The base version of F3DEX3 was created for RDP bound games like OoT, where new visual effects are desired and increasing the RSP time a bit does not affect the overall performance. If your game is RSP bound, using the base version of F3DEX3 will make it slower.

Conversely, F3DEX3_LVP_NOC matches or beats the RSP performance of F3DEX2 on all critical paths in the microcode, including command dispatch, vertex processing, and triangle processing. Then, the RDP and memory traffic performance improvements of F3DEX3–56 vertex buffer, auto-batched rendering, etc.–should further improve performance from there. This means that switching from F3DEX2 to F3DEX3_LVP_NOC should always improve performance regardless of whether your game is RSP bound or RDP bound.

Performance Results

Cycle Counts

These are cycle counts for many key paths in the microcode. Lower numbers are better. The timings are hand-counted taking into account all pipeline stalls and all dual-issue conditions. Instruction alignment after branches is sometimes taken into account, otherwise assumed to be optimal.

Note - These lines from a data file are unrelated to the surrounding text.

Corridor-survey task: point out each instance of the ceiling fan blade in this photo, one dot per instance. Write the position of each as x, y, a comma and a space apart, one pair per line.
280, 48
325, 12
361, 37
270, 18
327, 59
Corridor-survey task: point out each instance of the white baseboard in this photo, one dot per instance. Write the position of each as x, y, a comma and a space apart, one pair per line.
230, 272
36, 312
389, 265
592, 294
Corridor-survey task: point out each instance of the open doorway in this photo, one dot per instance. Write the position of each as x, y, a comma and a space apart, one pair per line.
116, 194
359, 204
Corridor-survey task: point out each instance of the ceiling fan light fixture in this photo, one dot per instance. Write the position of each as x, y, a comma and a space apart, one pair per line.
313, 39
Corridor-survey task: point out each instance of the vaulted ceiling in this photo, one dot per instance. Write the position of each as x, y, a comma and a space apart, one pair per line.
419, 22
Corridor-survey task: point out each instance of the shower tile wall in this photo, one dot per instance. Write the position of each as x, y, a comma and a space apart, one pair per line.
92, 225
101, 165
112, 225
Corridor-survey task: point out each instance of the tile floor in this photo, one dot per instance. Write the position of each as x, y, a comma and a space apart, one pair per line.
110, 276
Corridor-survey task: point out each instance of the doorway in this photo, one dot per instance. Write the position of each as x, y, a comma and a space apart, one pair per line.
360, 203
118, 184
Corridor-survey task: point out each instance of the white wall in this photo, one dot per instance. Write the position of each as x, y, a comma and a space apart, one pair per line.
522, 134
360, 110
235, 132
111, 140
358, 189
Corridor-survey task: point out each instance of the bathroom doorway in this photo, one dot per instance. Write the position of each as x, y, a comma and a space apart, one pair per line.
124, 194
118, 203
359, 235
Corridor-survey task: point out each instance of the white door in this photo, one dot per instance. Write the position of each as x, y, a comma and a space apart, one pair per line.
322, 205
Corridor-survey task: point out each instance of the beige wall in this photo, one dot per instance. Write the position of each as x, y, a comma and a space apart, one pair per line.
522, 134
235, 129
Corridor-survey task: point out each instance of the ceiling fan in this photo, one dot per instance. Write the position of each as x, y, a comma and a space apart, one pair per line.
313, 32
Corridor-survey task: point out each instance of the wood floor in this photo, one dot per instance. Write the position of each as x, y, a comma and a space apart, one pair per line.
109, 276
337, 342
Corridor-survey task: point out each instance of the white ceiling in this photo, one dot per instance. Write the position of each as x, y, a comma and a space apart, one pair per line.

Vertex / lighting numbers assume no special features (texgen, packed normals, etc.) Tri numbers assume texture, shade, and Z, and not flushing the buffer. All numbers assume default profiling configuration. Empty cells are "not measured yet".

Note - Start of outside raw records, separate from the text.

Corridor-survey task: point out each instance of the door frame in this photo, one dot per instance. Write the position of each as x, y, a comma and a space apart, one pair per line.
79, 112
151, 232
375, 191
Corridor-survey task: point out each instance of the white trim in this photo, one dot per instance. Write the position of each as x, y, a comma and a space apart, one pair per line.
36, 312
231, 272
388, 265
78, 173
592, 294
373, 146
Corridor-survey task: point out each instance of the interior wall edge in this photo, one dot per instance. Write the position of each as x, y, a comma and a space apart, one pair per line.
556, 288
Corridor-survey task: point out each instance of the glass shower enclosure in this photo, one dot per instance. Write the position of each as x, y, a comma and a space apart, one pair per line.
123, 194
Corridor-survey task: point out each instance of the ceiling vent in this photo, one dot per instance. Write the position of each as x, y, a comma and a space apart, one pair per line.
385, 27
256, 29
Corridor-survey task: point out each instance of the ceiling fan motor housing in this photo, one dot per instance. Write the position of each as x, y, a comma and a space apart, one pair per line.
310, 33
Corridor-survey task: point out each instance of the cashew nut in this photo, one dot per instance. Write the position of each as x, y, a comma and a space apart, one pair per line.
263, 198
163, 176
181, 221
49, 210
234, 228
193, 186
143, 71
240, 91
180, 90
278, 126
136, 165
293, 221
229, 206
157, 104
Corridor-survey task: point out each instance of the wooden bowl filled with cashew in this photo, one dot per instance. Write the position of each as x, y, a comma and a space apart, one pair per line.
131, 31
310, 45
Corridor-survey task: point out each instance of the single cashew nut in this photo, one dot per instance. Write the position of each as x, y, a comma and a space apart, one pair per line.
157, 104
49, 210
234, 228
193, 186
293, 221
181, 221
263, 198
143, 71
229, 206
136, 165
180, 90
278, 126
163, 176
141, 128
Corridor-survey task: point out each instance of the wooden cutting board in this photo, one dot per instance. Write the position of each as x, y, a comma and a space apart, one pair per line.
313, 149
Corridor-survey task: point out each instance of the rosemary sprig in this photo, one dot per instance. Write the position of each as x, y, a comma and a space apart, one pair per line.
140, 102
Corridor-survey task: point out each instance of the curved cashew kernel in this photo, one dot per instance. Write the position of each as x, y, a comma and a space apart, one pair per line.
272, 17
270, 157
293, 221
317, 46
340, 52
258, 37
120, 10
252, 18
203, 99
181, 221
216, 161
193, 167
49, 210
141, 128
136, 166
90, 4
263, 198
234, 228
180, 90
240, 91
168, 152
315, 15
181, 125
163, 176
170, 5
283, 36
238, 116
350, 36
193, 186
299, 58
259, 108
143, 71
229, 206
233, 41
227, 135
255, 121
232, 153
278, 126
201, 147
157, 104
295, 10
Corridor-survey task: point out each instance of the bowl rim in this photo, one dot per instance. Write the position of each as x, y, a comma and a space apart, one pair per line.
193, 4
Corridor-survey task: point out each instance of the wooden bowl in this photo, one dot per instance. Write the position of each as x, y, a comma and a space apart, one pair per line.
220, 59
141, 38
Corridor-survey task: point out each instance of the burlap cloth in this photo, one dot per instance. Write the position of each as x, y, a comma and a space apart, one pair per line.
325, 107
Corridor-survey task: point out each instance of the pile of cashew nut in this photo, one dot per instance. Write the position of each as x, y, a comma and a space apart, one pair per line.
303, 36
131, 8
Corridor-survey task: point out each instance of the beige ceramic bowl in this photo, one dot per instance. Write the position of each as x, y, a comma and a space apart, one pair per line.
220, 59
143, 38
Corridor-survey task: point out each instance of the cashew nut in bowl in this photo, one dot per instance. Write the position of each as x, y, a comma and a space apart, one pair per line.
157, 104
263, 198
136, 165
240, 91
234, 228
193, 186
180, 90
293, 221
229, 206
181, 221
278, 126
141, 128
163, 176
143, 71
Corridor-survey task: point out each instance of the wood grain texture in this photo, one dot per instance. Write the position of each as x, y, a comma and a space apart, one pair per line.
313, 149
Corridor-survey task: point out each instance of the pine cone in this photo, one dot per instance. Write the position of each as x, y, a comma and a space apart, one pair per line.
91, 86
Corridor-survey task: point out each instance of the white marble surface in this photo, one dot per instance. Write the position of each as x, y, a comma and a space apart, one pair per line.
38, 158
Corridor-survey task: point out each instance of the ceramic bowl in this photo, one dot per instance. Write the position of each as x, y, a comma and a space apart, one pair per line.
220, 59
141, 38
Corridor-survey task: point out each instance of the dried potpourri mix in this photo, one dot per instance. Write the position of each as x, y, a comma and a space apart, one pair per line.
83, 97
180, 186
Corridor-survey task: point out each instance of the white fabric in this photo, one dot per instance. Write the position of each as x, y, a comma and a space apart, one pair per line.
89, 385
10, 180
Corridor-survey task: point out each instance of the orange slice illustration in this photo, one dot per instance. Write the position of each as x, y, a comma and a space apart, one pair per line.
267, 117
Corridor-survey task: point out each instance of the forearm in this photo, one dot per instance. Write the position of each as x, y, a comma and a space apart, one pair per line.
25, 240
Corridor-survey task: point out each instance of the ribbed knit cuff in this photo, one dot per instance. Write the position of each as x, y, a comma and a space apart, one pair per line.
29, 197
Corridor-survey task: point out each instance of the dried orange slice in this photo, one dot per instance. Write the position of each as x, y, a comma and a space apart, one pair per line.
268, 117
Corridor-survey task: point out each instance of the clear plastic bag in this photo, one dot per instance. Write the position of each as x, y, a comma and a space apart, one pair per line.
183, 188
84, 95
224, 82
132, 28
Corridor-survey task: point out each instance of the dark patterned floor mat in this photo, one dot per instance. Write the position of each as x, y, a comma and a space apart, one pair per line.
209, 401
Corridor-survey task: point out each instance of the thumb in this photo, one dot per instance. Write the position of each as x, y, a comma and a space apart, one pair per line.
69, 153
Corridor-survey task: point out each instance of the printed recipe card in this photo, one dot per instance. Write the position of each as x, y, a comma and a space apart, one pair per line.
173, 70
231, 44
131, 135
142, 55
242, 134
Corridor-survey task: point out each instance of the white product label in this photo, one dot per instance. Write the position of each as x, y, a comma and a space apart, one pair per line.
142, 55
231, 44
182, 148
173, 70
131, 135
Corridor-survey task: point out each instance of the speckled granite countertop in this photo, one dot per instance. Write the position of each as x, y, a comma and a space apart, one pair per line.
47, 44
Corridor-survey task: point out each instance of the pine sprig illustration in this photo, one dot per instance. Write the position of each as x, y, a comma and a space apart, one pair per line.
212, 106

	F3DEX2	F3DEX3_LVP_NOC	F3DEX3_LVP	F3DEX3_NOC	F3DEX3
Command dispatch	12	12	12	12	12
Small RDP command	14	5	5	5	5
Vtx before DMA start	16	17	17	17	17
Vtx pair, no lighting	54	54	81	79	98
Vtx pair, 0 dir lts	Can't	64
Vtx pair, 1 dir lt	73	70	96	182	201
Vtx pair, 2 dir lts	76	77	103	211	230
Vtx pair, 3 dir lts	88	84	110	240	259
Vtx pair, 4 dir lts	91	91	117	269	288
Vtx pair, 5 dir lts	103	98	124	298	317
Vtx pair, 6 dir lts	106	105	131	327	346
Vtx pair, 7 dir lts	118	112	138	356	375
Vtx pair, 8 dir lts	Can't	119	145	385	404
Vtx pair, 9 dir lts	Can't	126	152	414	433
Light dir xfrm, 0 dir lts	Can't	95	95	None	None
Light dir xfrm, 1 dir lt	141	95	95	None	None
Light dir xfrm, 2 dir lts	180	96	96	None	None
Light dir xfrm, 3 dir lts	219	121	121	None	None
Light dir xfrm, 4 dir lts	258	122	122	None	None
Light dir xfrm, 5 dir lts	297	147	147	None	None
Light dir xfrm, 6 dir lts	336	148	148	None	None
Light dir xfrm, 7 dir lts	375	173	173	None	None
Light dir xfrm, 8 dir lts	Can't	174	174	None	None
Light dir xfrm, 9 dir lts	Can't	199	199	None	None
Only/2nd tri to offscreen	27	26	26	26	26
1st tri to offscreen	28	27	27	27	27
Only/2nd tri to clip	32	31	31	31	31
1st tri to clip	33	32	32	32	32
Only/2nd tri to backface	38	38	38	38	38
1st tri to backface	39	39	39	39	39
Only/2nd tri to degenerate	42	40	40	40	40
1st tri to degenerate	43	41	41	41	41
Only/2nd tri to occluded	Can't	Can't	49	Can't	49
1st tri to occluded	Can't	Can't	50	Can't	50
Only/2nd tri to draw	172	160	163	160	163
1st tri to draw	173	160	163	160	163

Tri numbers are measured from the first cycle of the command handler inclusive, to the first cycle of whatever is after $ra exclusive. This is in order to capture the extra latency and stalls in F3DEX2.

Measurements

Vertex processing time as reported by the performance counter in the PA configuration.

Scene 1: Kakariko, adult day, from DMT entrance
Scene 2: Custom empty scene with Suzanne monkey head with 1 dir light
Scene 3: Same but Suzanne has vertex colors instead of lighting (Link is still on screen and has lighting)

Microcode	Scene 1	Scene 2	Scene 3
F3DEX3	7.41ms	2.99ms	2.22ms
F3DEX3_NOC	6.85ms	2.75ms	1.98ms
F3DEX3_LVP	4.12ms	1.59ms	1.48ms
F3DEX3_LVP_NOC	3.34ms	1.27ms	1.16ms
F3DEX2	Can't*	Can't*	Can't*
Vertex count	3557	1548	1548

*F3DEX2 does not contain performance counters, so the portion of the RSP time taken for vertex processing cannot be measured.